The Real Cost of the Madoff Collapse to Insurance Companies Won’t be Known for Months

Dec 17, 2008

 

 

December 17, 2008

SOURCE: InsuranceNewsNet, Inc.

The impact of the collapse of Bernard L. Madoff Investment Securities (BMIS) on the insurance industry won’t be known for another six months, with even the exact scale of the losses difficult to calculate.

The Securities Investor Protection Corporation (SIPC), a quasi-governmental agency that serves as a trustee in a brokerage insolvency case, said Madoff’s records were falsified and unreliable, making the liquidation of BMIS assets more difficult than in most brokerage firm insolvencies.

Madoff, who is accused of operating a global Ponzi scheme losing $30 billion to $50 billion, maintained two different sets of books. One set of records tracked the actual losses at the brokerage firm’s investment advisory arm, while the second one was the version that was shown to investors, sad SIPC president Stephen Harbeck.

Companies, charities and individual investors who took a hit are starting to disclose their losses.

Among insurance carriers, Massachusetts Mutual Life Insurance Co. already issued a statement regarding the company’s exposure from Madoff’s alleged scheme. MassMutual said its client funds included in BMIS-managed funds is very limited – less than $10 million – although the company admitted that its review is still on going. With more than $500 billion in assets, the carrier is confident that the losses won’t affect its overall financial standing.

By press reports put the loss at closer to $3 billion. MassMutual had indirect exposure to the scam through the hedge fund investment firm Tremont Group Holdings. Tremont Group Holdings Inc. is a subsidiary of Oppenheimer Acquisition Corporation, which is a subsidiary of MassMutual. The Associated Press reported The Tremont Group lost $3.3 billion, more than half of the company’s $6 billion total assets, including the pension funds of some institutions.

Experts believe more hedge funds may falter as the fallout settles, possibly revealing more insurance companies with various degrees of exposure.

Many hedge fund managers have had years of lucrative relationship with Madoff and have been advising wealthy clients to invest in his firm.

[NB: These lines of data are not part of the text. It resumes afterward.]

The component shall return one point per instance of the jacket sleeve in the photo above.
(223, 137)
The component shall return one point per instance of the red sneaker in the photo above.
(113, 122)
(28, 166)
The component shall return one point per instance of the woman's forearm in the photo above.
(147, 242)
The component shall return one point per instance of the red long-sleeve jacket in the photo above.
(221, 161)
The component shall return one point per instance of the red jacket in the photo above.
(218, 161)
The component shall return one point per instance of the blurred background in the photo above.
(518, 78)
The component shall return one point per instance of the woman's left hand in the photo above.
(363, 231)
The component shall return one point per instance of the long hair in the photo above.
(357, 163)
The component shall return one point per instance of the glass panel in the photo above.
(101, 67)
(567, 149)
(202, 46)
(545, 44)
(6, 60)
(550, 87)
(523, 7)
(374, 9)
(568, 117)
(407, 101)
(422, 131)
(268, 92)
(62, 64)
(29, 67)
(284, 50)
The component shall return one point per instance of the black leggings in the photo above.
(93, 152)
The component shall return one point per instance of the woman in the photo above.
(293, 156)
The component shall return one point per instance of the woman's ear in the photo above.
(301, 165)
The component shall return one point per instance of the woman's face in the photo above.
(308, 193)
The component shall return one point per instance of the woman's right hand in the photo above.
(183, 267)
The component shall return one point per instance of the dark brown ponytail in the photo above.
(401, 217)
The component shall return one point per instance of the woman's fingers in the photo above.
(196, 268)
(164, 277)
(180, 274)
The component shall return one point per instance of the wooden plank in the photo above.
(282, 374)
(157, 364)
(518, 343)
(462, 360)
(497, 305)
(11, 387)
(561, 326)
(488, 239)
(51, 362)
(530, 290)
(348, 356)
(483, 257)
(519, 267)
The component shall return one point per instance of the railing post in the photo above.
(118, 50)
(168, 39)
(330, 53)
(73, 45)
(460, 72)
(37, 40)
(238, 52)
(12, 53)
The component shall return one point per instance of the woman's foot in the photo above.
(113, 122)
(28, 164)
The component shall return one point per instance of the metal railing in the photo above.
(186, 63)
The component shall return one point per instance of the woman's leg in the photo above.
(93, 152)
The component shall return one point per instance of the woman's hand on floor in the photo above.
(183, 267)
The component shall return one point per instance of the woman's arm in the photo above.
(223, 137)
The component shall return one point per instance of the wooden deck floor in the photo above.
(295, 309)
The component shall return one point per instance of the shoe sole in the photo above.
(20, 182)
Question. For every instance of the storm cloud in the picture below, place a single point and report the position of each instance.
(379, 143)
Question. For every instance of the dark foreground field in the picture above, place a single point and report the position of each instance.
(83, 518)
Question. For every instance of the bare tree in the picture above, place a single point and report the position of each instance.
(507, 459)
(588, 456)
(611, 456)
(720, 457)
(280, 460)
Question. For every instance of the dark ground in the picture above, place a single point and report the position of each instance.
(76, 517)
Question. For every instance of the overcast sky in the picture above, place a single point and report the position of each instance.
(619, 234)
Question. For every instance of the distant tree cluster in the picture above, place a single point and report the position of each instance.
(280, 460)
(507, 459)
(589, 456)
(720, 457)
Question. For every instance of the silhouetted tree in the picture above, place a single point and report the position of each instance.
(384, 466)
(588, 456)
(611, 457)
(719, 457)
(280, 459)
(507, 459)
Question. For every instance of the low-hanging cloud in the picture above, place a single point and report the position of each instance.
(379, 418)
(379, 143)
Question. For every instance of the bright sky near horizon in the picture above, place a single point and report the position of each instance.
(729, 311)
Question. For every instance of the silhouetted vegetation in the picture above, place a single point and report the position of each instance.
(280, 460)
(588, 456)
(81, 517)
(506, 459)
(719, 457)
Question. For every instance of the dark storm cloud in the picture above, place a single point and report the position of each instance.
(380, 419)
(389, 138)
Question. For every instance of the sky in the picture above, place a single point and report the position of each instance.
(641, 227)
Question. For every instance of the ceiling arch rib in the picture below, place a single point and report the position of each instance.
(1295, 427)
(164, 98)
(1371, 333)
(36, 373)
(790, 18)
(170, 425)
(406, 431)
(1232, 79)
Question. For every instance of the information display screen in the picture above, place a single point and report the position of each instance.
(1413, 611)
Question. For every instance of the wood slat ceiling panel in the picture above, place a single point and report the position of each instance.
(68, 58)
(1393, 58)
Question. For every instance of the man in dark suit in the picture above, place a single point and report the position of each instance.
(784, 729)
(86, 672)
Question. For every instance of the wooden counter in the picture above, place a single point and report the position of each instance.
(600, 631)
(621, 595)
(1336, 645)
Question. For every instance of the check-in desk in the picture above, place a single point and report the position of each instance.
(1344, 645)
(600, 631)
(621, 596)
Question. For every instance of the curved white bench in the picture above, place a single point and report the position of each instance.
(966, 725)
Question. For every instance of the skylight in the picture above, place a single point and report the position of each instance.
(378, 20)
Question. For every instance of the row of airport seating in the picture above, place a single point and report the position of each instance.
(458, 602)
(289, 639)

This is largely due to the consistent but abnormally high short-term returns of 8 percent or higher on the investors’ money provided by BMIS  –  the typical strategy used in Ponzi schemes in order to lure new investors.

These high returns come from the money paid by subsequent investors rather than from real business profits. Ponzi schemes eventually collapse because there are little or no underlying earnings from the money received by the promoter. It requires an ever-increasing flow of money from investors to keep the scheme going. Madoff’s alleged scheme fell apart this month. Madoff told a senior employee he was struggling to pay back $7 billion to hedge fund clients who had requested their money back.

But the damage of latest fiasco to hit the financial world is only beginning. It not only compromised hedge funds’ promises of expertise and trust in exchange for hefty investment management fees. Experts believe it would open a floodgate of lawsuits filed by disgruntled investors. Since Madoff’s firm has been wiped out, legal experts say investors might have the best chance at recovering their losses by going after fund managers.

Jardine Lloyd Thompson (JLT) group of companies, a London-based reinsurance broker, believes this how the collapse will have a direct impact on insurers. 

“The litigious environment that prevails means that it’s inevitable that financial institutions who invested clients’ assets in Madoff’s funds will face actions from disgruntled clients seeking to recover lost monies,” said Paul Towler, a JLT partner. “The likely focus of clients will be the level of due diligence performed by the Financial Institutions.”

Firms can mitigate their financial loss to some degree if they have liability insurance policies such as  directors and officers (D&O) and errors and omissions (E&O), but Towler said the volume and value of claims would be hard to predict given the enormous amount of money involved.

Many insurers are bracing themselves for a series of claims against their D&O policies. They are also anticipating a sharp spike in professional indemnity policy claims by advisors who may be held liable for not having carried out sufficient research before advising clients to entrust their money to Madoff.

Lawyers representing hedge-fund firms are already preparing “mass-action” lawsuits where claimants are named individually rather than as a class. One law firm said it will file its case on behalf of several clients, individuals and groups, with funds caught up in the Madoff debacle within the week.

Experts predict the Madoff case will trigger increased regulatory oversight of the financial services industry, particularly on hedge funds, in the same fashion Enron influenced Sarbanes-Oxley’s introduction to the market place. Not everyone thinks this would be necessarily good for the industry. This will set the stage for strict regulation that follows all-too-literal rules and all their unintended consequences.